Fallen implies you are still in that condition. "I have fallen over" means you're lying on the ground and need to get up.

Fell is past tense and indicates something that happened previously, regardless of your current condition.

So, say you're at a party and have had a bit too much to drink. You fall over. You're lying on the ground wondering why everyone is sideways. "Oh," you realize, "I've fallen over." That explains your current situation. Before you figure out you need to get up, your mate comes by and asks why you're on the ground like that. Referring to what happened in the past, you tell him, "I fell over." He helps you up and you realize you're bleeding because you fell on top of and broke a glass table.

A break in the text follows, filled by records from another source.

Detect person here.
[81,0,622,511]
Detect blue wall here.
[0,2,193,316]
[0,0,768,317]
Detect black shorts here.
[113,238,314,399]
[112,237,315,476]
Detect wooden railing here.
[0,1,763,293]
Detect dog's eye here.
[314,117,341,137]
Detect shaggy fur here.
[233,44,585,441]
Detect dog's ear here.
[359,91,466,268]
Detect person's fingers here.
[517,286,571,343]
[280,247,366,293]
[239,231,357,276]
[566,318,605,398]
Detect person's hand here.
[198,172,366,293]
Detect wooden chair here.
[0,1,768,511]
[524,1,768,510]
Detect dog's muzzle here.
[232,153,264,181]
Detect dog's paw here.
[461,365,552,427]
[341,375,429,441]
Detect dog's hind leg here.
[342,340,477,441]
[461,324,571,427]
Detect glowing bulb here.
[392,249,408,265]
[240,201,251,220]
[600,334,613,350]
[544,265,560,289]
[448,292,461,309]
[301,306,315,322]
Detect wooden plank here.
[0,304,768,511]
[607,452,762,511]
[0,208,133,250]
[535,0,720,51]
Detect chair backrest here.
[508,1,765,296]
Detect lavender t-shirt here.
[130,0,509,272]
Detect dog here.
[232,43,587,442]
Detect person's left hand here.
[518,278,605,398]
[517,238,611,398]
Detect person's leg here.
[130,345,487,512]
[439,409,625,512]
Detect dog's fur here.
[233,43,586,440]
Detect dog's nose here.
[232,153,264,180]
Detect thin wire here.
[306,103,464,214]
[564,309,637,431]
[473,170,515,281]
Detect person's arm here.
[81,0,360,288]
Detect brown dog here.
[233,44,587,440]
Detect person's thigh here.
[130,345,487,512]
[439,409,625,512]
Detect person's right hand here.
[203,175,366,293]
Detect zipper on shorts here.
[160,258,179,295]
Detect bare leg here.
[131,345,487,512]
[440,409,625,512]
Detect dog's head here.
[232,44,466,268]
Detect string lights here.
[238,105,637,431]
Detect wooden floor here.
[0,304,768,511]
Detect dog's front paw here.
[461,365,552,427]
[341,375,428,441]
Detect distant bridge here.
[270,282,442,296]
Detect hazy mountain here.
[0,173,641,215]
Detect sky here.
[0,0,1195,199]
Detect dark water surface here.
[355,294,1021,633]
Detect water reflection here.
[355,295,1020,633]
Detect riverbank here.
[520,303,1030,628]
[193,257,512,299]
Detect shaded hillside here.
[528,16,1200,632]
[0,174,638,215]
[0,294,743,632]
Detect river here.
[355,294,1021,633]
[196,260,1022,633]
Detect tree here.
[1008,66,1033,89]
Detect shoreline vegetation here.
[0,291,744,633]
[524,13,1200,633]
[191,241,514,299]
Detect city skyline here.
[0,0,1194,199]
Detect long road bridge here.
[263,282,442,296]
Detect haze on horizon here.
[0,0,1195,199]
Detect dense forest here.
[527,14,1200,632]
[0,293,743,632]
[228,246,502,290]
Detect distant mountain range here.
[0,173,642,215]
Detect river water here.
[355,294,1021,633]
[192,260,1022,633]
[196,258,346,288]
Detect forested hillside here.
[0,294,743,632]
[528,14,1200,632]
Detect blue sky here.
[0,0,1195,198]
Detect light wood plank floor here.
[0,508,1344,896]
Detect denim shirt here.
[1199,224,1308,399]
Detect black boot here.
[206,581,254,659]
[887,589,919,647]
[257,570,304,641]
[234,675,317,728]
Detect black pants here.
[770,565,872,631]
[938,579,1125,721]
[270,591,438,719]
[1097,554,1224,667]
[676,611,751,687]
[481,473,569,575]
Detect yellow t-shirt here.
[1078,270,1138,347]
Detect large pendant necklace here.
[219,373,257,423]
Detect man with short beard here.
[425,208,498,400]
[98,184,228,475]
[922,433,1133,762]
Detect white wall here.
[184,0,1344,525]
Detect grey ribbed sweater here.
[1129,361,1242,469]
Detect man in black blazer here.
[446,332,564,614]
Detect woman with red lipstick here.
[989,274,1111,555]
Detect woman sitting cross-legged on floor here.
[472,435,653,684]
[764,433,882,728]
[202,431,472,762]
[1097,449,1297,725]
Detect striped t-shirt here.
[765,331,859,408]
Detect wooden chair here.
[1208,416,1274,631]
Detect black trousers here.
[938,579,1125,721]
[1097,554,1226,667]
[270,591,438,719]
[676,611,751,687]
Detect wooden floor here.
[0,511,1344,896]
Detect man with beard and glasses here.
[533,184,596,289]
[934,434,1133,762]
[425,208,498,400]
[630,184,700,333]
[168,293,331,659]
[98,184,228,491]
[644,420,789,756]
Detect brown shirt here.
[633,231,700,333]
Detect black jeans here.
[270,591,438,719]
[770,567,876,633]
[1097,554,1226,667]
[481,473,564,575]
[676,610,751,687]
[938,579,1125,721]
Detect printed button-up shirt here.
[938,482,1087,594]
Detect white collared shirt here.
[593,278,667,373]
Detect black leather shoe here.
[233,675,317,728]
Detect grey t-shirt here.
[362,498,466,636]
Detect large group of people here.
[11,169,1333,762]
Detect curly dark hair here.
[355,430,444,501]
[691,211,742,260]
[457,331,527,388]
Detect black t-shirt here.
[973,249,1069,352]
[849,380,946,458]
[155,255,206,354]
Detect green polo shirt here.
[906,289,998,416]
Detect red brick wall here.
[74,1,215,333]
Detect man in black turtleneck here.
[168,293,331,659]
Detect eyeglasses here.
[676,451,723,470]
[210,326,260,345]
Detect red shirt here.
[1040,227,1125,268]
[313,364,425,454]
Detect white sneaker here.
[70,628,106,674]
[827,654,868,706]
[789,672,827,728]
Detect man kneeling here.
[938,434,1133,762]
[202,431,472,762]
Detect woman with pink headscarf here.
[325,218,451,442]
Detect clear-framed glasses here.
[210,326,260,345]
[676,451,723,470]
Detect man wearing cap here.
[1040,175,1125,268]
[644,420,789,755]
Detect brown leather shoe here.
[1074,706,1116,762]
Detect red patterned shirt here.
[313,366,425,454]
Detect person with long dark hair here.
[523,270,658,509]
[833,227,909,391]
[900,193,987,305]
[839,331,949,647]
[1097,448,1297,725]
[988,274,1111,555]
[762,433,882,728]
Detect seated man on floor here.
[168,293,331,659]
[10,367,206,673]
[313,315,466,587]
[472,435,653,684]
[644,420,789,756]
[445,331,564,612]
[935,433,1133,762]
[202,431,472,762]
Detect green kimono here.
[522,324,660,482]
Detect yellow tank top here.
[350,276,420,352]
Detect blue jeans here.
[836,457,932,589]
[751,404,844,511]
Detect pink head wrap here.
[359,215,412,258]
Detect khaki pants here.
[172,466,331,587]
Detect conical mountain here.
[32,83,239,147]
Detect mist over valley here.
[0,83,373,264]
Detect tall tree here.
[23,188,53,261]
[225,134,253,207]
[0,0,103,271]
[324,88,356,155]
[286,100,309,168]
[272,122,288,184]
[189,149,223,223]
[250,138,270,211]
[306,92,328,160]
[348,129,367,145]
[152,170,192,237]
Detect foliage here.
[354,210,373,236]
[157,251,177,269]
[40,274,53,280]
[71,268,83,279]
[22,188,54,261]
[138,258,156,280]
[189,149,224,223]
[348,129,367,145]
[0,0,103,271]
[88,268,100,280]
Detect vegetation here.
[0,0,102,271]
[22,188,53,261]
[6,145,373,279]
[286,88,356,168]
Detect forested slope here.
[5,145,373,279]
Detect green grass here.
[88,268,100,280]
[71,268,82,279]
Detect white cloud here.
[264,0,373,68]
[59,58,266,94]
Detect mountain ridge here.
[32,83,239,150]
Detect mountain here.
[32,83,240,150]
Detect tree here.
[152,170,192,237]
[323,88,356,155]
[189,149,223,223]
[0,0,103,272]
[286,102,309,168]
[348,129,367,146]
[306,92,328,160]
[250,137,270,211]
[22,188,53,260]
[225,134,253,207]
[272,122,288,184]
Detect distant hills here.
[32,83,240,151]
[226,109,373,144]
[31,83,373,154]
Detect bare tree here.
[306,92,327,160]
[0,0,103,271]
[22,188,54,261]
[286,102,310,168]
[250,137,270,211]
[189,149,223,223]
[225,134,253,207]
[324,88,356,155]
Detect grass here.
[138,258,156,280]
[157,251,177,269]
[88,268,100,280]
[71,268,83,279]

When the ambulance shows up, you explain that "I fell over," even though, now, you're standing (more or less) upright.

Note that there are other contexts where this changes: Some years later, your friend asks you (because he was too drunk to remember that party), "Have you ever fallen over?" and you might reply "Yes, I have fallen over. Remember that party?"

Edit: In response to a comment... present perfect refers to the present or recent past (or a time frame that stretches to the recent past):

We tend to use the Present Perfect when reporting or announcing an event of the recent past:

The company's current CEO has lied repeatedly to her employees.

But we tend to use the Simple Past when reporting or announcing events of the finished, more distant past:

Washington encouraged his troops.


See the referenced page for a simple explanation and more examples.

  • I've read and re-read that the present perfect refers to the effects something has in the present. If that's true, could I say to my friend I've fallen over as well?
    – Judy
    May 11 '17 at 22:24
  • Yes, if as @Roger Sinsohn says, you're still on the floor.